La conclusion est que les mises en chantier résidentielles dans la province devraient être très peu affectées par la crise actuelle. Le fait d’avoir fermé les chantiers résidentiels pendant environ quatre semaines fera évidemment diminuer la construction en 2020, mais ceci devrait se rééquilibrer dès l’an prochain.

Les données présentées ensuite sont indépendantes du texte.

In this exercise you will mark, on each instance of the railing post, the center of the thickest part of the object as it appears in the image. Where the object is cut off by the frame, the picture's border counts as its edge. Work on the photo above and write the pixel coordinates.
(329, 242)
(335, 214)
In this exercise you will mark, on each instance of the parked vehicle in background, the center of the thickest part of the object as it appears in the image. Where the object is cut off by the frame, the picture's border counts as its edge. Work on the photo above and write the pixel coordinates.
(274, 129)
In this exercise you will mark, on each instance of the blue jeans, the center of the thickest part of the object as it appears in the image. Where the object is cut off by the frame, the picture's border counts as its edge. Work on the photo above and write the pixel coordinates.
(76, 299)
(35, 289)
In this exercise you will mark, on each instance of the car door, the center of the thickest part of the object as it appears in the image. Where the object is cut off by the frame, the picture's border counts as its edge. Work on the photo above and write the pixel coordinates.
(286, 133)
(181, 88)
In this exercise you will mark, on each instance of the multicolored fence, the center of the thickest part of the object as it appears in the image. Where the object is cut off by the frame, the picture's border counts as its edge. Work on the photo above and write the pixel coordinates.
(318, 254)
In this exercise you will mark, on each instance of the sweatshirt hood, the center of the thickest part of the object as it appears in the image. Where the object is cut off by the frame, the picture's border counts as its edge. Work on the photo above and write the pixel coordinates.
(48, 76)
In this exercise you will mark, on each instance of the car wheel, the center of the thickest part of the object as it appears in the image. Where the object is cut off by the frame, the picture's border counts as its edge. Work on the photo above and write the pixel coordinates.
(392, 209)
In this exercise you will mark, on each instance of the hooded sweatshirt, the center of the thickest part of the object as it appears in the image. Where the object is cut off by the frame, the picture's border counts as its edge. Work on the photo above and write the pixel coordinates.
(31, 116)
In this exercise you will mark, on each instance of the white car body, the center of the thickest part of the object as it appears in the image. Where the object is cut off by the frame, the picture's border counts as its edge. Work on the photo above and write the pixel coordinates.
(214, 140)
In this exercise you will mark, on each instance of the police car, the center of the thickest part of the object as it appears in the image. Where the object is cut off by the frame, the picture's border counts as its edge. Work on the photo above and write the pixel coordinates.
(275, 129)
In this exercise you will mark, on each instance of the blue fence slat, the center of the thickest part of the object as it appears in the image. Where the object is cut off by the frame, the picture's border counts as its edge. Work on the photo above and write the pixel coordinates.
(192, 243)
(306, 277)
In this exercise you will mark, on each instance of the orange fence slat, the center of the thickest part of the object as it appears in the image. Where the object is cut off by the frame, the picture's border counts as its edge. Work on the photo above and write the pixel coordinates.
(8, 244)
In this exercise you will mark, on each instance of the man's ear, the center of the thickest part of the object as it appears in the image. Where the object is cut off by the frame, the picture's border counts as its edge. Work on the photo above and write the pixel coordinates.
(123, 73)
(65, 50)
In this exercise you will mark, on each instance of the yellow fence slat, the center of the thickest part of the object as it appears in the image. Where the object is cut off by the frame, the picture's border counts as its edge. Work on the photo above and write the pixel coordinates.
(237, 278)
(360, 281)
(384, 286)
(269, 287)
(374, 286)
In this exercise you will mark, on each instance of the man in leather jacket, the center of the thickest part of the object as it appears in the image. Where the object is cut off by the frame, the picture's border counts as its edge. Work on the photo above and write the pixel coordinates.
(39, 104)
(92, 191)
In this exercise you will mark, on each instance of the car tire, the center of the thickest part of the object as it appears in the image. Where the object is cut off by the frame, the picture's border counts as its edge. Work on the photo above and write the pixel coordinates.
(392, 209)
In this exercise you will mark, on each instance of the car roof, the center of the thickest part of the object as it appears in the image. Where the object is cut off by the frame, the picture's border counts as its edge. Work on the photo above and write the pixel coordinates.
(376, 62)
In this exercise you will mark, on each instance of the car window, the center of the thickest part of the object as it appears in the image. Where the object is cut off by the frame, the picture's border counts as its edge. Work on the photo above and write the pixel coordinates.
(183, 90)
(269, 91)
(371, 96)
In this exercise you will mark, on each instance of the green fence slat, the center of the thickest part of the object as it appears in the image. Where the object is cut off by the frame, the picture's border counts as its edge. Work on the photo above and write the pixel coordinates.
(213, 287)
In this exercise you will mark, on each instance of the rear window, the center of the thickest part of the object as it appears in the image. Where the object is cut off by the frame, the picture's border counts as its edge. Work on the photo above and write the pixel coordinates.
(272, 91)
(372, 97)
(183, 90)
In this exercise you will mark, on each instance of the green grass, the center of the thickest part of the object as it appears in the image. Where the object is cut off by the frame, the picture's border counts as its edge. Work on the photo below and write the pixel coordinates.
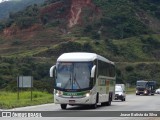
(131, 90)
(9, 99)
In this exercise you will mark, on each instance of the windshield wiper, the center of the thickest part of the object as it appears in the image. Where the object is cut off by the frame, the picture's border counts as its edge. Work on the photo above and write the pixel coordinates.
(69, 80)
(75, 81)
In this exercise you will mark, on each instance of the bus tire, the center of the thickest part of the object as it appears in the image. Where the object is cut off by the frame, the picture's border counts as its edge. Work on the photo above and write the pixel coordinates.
(109, 99)
(94, 106)
(63, 106)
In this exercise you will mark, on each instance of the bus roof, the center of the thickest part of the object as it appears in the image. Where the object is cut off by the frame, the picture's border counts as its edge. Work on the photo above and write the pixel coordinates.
(81, 57)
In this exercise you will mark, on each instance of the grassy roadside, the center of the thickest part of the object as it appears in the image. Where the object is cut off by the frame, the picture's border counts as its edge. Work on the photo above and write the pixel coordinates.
(9, 100)
(131, 90)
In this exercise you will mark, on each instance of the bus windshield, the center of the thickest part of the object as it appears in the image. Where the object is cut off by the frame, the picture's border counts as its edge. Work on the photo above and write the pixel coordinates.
(73, 75)
(141, 84)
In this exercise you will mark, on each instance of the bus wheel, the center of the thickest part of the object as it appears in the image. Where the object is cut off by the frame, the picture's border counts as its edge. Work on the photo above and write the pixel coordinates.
(63, 106)
(94, 106)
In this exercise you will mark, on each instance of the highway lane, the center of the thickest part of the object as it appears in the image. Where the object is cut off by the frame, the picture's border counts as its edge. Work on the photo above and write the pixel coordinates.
(132, 103)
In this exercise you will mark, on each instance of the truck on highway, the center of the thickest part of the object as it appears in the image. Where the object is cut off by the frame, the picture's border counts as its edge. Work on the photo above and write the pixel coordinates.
(145, 87)
(82, 78)
(120, 93)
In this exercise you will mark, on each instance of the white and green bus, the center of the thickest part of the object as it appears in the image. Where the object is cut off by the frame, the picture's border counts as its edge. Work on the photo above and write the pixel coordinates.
(83, 79)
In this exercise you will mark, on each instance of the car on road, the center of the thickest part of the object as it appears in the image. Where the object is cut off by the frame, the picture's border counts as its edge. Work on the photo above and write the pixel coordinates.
(157, 91)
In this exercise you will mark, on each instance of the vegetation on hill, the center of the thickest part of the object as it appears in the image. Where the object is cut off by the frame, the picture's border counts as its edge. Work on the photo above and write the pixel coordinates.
(124, 31)
(10, 7)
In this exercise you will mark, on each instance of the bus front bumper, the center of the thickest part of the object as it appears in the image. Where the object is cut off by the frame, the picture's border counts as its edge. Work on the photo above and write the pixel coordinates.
(74, 101)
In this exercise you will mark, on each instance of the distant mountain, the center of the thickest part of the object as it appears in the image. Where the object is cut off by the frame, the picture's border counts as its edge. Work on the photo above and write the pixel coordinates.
(7, 6)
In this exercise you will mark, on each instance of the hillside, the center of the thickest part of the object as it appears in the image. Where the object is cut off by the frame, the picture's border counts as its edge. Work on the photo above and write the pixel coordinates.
(12, 6)
(125, 31)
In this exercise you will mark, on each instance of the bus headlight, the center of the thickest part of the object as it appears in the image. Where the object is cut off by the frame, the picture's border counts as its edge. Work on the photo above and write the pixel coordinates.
(145, 92)
(58, 93)
(87, 94)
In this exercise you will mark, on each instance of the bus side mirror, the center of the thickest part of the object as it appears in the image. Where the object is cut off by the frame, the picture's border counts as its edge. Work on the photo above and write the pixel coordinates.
(93, 71)
(52, 71)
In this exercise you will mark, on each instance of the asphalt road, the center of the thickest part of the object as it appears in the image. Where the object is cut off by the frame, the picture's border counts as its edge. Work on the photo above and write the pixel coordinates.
(136, 104)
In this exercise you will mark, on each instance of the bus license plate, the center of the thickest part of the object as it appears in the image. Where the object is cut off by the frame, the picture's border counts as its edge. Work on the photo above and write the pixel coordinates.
(71, 101)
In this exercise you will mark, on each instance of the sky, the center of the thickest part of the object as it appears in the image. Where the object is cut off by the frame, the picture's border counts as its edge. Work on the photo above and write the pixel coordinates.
(3, 0)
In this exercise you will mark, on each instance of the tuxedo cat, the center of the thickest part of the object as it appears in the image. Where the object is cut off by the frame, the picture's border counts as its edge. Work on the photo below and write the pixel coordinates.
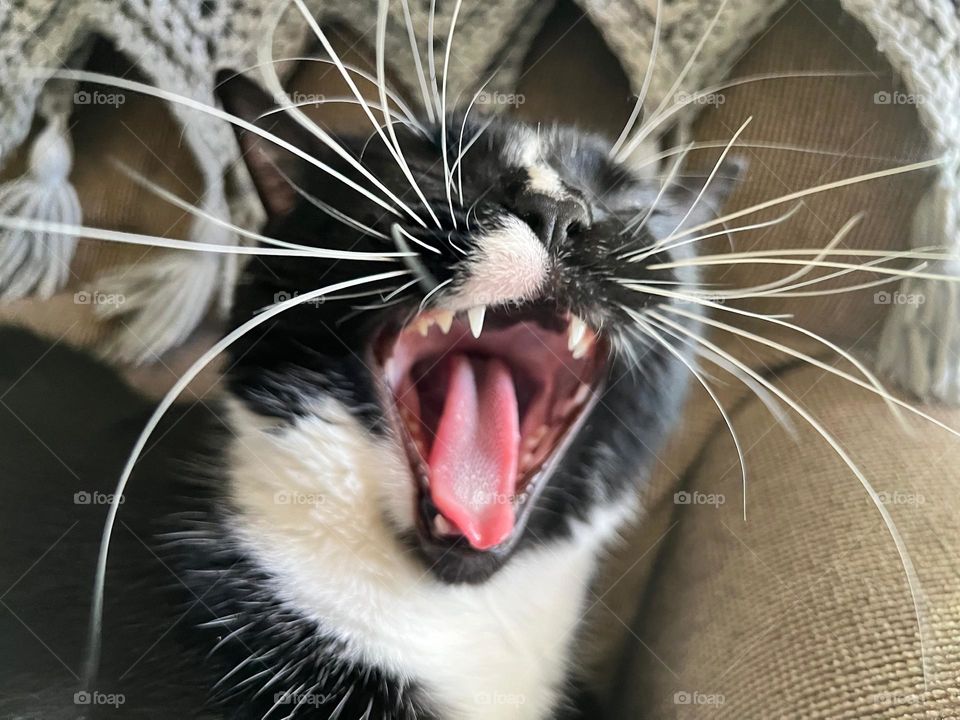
(398, 507)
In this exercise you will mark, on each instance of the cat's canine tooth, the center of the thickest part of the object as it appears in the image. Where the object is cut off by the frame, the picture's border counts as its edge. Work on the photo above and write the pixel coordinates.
(444, 319)
(475, 316)
(581, 349)
(575, 332)
(442, 526)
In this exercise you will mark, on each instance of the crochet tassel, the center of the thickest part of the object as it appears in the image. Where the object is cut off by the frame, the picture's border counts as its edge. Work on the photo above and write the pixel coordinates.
(162, 302)
(39, 262)
(920, 345)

Il est de plus en plus clair cependant que les préférences des consommateurs seront affectées de façon permanente par la crise sanitaire actuelle. Plusieurs employeurs et employés ont été forcés au télétravail pendant quelques mois, et nombreuses sont les organisations qui ont été satisfaites de l’expérience. Ceci pourrait réduire l’engouement pour les quartiers centraux, et plusieurs voudront probablement demeurer dans des logements plus grands où ils pourront installer un ou des bureaux de travail confortables. Il ne serait donc pas surprenant de voir un regain d’intérêt pour les habitations dans les couronnes des grands centres urbains, au détriment des logements plus petits dans les grandes villes. Nous allons bien sûr suivre la situation de près au cours des prochains trimestres.

1. Source : APCIQ par le système Centris, statistiques du mois de mai 2020.